About 41 per cent of the fund managers saw improved corporate profits in 2014, compared to 11 per cent a year ago. About 55 per cent of investors wanted companies to prioritise capital expenditure.

Equity allocations increased by two percentage points to net 54 per cent overweight in December, about one standard deviation above its 10-year average.

In terms of investment ideas, the most popular trades in December were short Japanese yen, long S&P 500 and long US high-yields. The top contrarian trades were to be long bonds, long Brazil and long consumer staples.

The strong consensus for some of the most popular trades could leave them vulnerable to disappointments and profit-taking.

"Weakness in the US dollar next year is the biggest threat to positioning given a consensus to go long Japanese and European cyclicals," Michael Hartnett, chief investment strategist at BofA Merrill Lynch Global Research, said in a statement.

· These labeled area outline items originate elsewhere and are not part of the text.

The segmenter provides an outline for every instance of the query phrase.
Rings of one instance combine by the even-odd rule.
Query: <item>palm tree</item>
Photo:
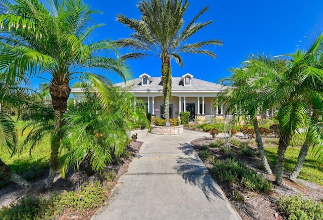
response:
[[[322,101],[319,94],[323,91],[323,70],[318,64],[323,60],[322,45],[323,35],[319,34],[307,51],[298,50],[288,55],[290,59],[284,68],[281,65],[278,68],[268,68],[260,62],[251,65],[247,71],[247,84],[250,87],[261,89],[265,98],[264,103],[279,104],[277,119],[280,140],[276,173],[279,185],[282,183],[286,151],[294,136],[304,129],[305,145],[322,143],[322,132],[308,110],[314,103]],[[306,148],[305,146],[301,151],[302,164]]]
[[[129,76],[123,61],[107,58],[117,53],[109,40],[88,43],[91,33],[102,24],[92,16],[99,13],[80,0],[48,1],[0,0],[0,69],[8,75],[32,77],[46,72],[55,116],[55,139],[51,142],[50,170],[46,187],[51,187],[59,166],[60,133],[70,95],[70,80],[92,71]],[[17,68],[19,67],[19,68]]]
[[[206,7],[184,27],[183,16],[188,6],[187,0],[143,0],[137,6],[141,13],[140,20],[130,19],[121,14],[117,16],[118,22],[134,31],[129,38],[117,41],[131,51],[123,56],[124,59],[140,59],[151,56],[162,60],[165,112],[168,121],[172,82],[171,60],[174,59],[183,67],[182,54],[204,54],[215,58],[215,54],[203,47],[222,45],[219,39],[187,42],[190,37],[212,22],[196,22],[207,11],[208,7]]]
[[[270,60],[268,60],[266,56],[262,57],[259,56],[255,59],[251,56],[250,59],[264,61],[267,65],[272,65],[272,62],[270,62]],[[264,153],[260,130],[256,117],[258,111],[267,109],[267,107],[264,105],[265,103],[263,103],[263,99],[262,99],[263,95],[261,91],[256,88],[250,87],[247,84],[248,78],[246,77],[246,73],[244,70],[244,67],[233,68],[231,71],[233,74],[230,77],[221,80],[223,83],[226,83],[229,87],[219,94],[214,102],[214,106],[223,103],[228,106],[227,112],[235,112],[231,121],[233,124],[246,120],[250,120],[252,122],[261,163],[263,165],[265,171],[267,173],[272,174],[272,169]]]
[[[0,75],[0,106],[5,105],[11,108],[21,109],[28,106],[32,100],[28,95],[28,91],[19,86],[19,83],[9,81],[7,76]],[[13,82],[13,84],[12,83]],[[17,130],[15,121],[6,113],[0,110],[0,149],[4,152],[13,155],[16,153],[18,143]],[[0,174],[20,187],[29,186],[29,183],[21,177],[14,172],[0,158]]]
[[[99,82],[104,92],[88,93],[85,100],[69,109],[64,117],[62,130],[68,149],[60,165],[63,177],[70,167],[79,168],[85,161],[88,173],[100,171],[123,153],[134,123],[149,125],[143,103],[138,101],[135,105],[133,95],[126,90]],[[107,105],[102,105],[100,97],[109,101]]]

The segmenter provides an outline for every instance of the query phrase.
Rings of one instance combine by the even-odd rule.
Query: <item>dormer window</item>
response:
[[[190,83],[191,79],[190,77],[185,77],[185,85],[189,85]]]
[[[142,78],[142,84],[148,85],[148,77]]]
[[[147,86],[149,85],[149,83],[152,81],[150,76],[146,73],[140,75],[139,78],[141,79],[142,86]]]
[[[183,83],[183,85],[184,86],[187,85],[191,85],[192,84],[192,78],[193,76],[189,73],[186,73],[186,74],[182,76],[181,78],[181,81]]]

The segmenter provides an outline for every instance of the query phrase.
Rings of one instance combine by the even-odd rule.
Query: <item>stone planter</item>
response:
[[[178,126],[166,126],[150,125],[151,127],[151,134],[160,135],[176,135],[183,134],[184,125],[181,124]]]

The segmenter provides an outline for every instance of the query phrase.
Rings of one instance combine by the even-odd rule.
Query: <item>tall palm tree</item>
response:
[[[49,1],[47,7],[38,0],[0,0],[0,69],[10,76],[32,77],[45,72],[50,75],[55,118],[46,185],[50,188],[59,166],[70,80],[92,71],[112,71],[126,80],[127,69],[123,62],[106,57],[117,52],[114,43],[106,40],[88,43],[93,30],[102,24],[92,18],[99,12],[80,0]]]
[[[268,59],[267,56],[252,56],[249,60],[251,63],[261,62],[267,66],[271,66],[274,68],[275,66],[275,63]],[[269,107],[269,103],[264,103],[263,94],[258,88],[250,87],[247,84],[249,79],[247,72],[246,72],[247,66],[248,68],[252,67],[250,62],[244,62],[242,67],[231,69],[233,74],[230,77],[221,80],[222,83],[225,83],[229,86],[219,94],[214,102],[214,106],[223,103],[228,106],[227,112],[234,112],[234,117],[231,121],[233,124],[246,120],[250,120],[252,122],[261,163],[265,172],[272,174],[272,169],[264,153],[260,130],[256,117],[257,111],[267,109]]]
[[[283,71],[277,71],[281,68],[267,68],[263,62],[251,65],[252,68],[247,71],[247,83],[251,87],[262,90],[264,103],[280,105],[277,114],[280,140],[276,173],[276,182],[279,185],[282,183],[286,151],[294,136],[304,129],[305,145],[322,144],[322,132],[308,110],[313,103],[322,101],[319,94],[323,92],[323,69],[319,67],[320,65],[316,64],[323,60],[322,46],[323,35],[319,34],[307,50],[298,50],[288,55],[289,60]],[[308,150],[305,147],[301,151],[303,157],[300,160],[301,163]]]
[[[125,59],[142,59],[151,56],[162,61],[165,112],[168,121],[172,83],[171,60],[174,59],[183,67],[182,54],[204,54],[215,58],[216,55],[204,47],[222,45],[219,39],[187,42],[195,33],[212,22],[196,22],[207,11],[208,7],[206,7],[184,27],[183,16],[188,6],[187,0],[143,0],[137,6],[141,13],[140,20],[121,14],[117,16],[118,22],[134,31],[129,38],[117,41],[122,47],[131,51],[122,57]]]

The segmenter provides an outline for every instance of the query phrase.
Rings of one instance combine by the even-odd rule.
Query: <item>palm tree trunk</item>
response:
[[[279,140],[278,144],[278,152],[277,153],[277,164],[276,165],[276,183],[278,186],[282,185],[283,183],[283,174],[284,173],[284,162],[285,161],[285,155],[287,149],[287,144],[281,138]]]
[[[162,76],[164,94],[164,113],[167,121],[170,121],[170,99],[172,92],[172,70],[171,59],[167,56],[162,58]]]
[[[257,145],[258,145],[258,149],[259,149],[259,153],[260,155],[260,158],[261,159],[261,163],[263,165],[265,171],[268,174],[273,174],[271,166],[268,163],[267,161],[267,158],[264,154],[264,150],[263,148],[263,144],[262,143],[262,139],[261,139],[261,136],[260,135],[260,129],[259,128],[259,125],[258,125],[258,120],[256,117],[254,117],[253,120],[253,128],[254,129],[255,133],[256,133],[256,141],[257,142]]]
[[[311,119],[313,121],[317,123],[319,117],[319,113],[318,111],[315,109],[315,108],[313,107],[313,108],[314,109],[314,110],[313,111],[313,114],[312,114]],[[309,134],[308,134],[307,136]],[[296,164],[295,165],[295,167],[294,167],[293,172],[292,172],[292,173],[291,173],[289,176],[289,178],[290,179],[295,180],[297,178],[297,177],[298,177],[299,172],[300,172],[302,168],[303,167],[303,164],[304,163],[305,158],[306,157],[306,156],[307,156],[307,152],[308,152],[309,148],[309,143],[308,143],[307,138],[306,138],[303,144],[302,148],[301,148],[301,151],[299,152]]]
[[[58,84],[53,80],[49,85],[49,91],[52,102],[52,108],[54,111],[55,123],[55,135],[50,145],[50,158],[49,159],[49,173],[46,184],[46,188],[51,188],[58,169],[59,150],[61,146],[62,134],[61,128],[62,125],[62,119],[64,114],[67,109],[67,100],[70,96],[71,88],[68,83]]]
[[[0,174],[8,178],[21,187],[29,186],[29,183],[13,171],[8,165],[0,158]]]
[[[294,168],[293,172],[292,172],[292,173],[289,176],[289,178],[291,180],[295,180],[298,177],[299,172],[300,172],[302,167],[303,167],[303,163],[304,163],[305,158],[306,157],[306,156],[307,156],[308,148],[309,148],[308,141],[307,140],[305,140],[304,144],[303,144],[302,148],[301,148],[301,151],[299,152],[296,164]]]

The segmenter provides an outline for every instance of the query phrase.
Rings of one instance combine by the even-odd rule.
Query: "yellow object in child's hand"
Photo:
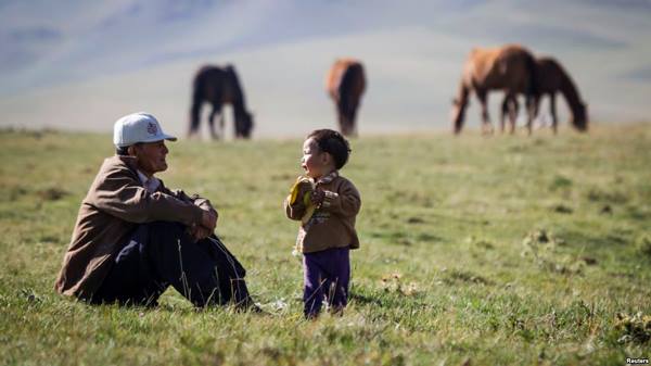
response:
[[[305,205],[305,214],[301,218],[303,224],[307,224],[311,215],[315,213],[316,206],[311,203],[310,193],[315,190],[315,182],[307,177],[298,177],[290,189],[290,204],[296,203],[296,200],[301,198]]]

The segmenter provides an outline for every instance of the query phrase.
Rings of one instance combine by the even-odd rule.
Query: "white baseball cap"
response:
[[[163,132],[156,117],[149,113],[128,114],[113,126],[113,144],[117,148],[129,147],[137,142],[176,141],[177,138]]]

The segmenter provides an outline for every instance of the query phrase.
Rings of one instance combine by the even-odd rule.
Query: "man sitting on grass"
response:
[[[55,289],[93,304],[151,306],[171,285],[195,306],[252,306],[244,268],[213,235],[210,202],[154,177],[167,169],[164,140],[176,138],[150,114],[115,123],[117,154],[81,202]]]

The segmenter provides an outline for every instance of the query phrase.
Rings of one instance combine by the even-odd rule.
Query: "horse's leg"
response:
[[[501,113],[499,115],[499,131],[500,134],[505,132],[505,118],[507,117],[507,113],[510,114],[510,94],[505,94],[505,100],[502,101]]]
[[[347,119],[346,111],[344,109],[344,104],[342,103],[341,99],[336,103],[336,113],[339,116],[340,131],[342,132],[342,135],[347,136],[348,135],[348,121],[346,121]]]
[[[357,136],[357,124],[355,123],[355,119],[357,118],[357,105],[353,105],[350,108],[350,113],[349,113],[349,123],[350,123],[350,136],[356,137]]]
[[[549,94],[549,112],[551,113],[551,129],[553,130],[553,135],[558,132],[558,117],[556,113],[556,93]]]
[[[199,100],[192,101],[192,106],[190,108],[190,128],[188,129],[188,137],[196,135],[196,130],[199,129],[199,118],[201,116],[201,104],[202,102]]]
[[[528,136],[532,136],[532,125],[534,122],[535,110],[537,109],[535,105],[537,104],[537,97],[532,94],[527,94],[525,99],[526,106],[526,131]]]
[[[509,134],[515,132],[515,122],[518,121],[518,113],[520,112],[520,103],[518,103],[518,97],[513,96],[511,103],[509,104]]]
[[[210,138],[213,140],[219,140],[219,136],[215,132],[215,115],[218,115],[219,119],[221,119],[221,105],[213,104],[213,111],[210,112],[210,116],[208,117],[208,126],[210,127]]]
[[[488,94],[486,90],[477,90],[477,98],[482,104],[482,132],[493,134],[493,125],[490,124],[490,117],[488,116]]]

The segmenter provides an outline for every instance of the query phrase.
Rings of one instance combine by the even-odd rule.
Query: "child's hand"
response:
[[[314,191],[311,191],[310,193],[310,201],[314,205],[319,205],[323,202],[323,199],[326,198],[326,193],[323,193],[322,190],[320,189],[316,189]]]

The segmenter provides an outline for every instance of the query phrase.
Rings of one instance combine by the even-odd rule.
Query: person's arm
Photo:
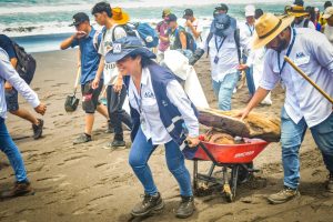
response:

John Bilton, the bank's European investment strategist, added: "Belief in the European recovery has reached a stretched level, leaving markets vulnerable to profit-taking as portfolio managers seek uncrowded alternatives."

Just 11 per cent of respondents expected the US Federal Reserve to taper quantitative easing this week. The Fed was expected to announce its decision overnight.

In Asia, Korea, Taiwan and China remained the most attractive markets, while sentiment remained cool for South-east Asia. There were some outliers, however. The Philippines, for example, saw sentiment swing positive over the past month as the country began to settle after November's Typhoon Haiyan. Thailand, however, fell out of favour amid political protests. Singapore fell in neutral territory among Asia-Pacific investors, with no strong conviction for over- or underweighting.

In a recent outlook report, Bank of Singapore argued that Singapore equities were preferred in South-east Asia, citing decent valuations and exposure to developed market growth.

"Improving global growth momentum driven by developed markets is expected to bring a rosier picture for Singapore," Bank of Singapore wrote. "As such, we maintain our preference for Singapore equities within South-east Asia, as corporate earnings momentum is poised to improve to +9 per cent."

Cyclical sectors such as industrials, retail, cars and technology are the preferred targets for investors in Asia.

Defensives such as financials, consumer staples, basic materials and utilities, however, remained consensus underweights.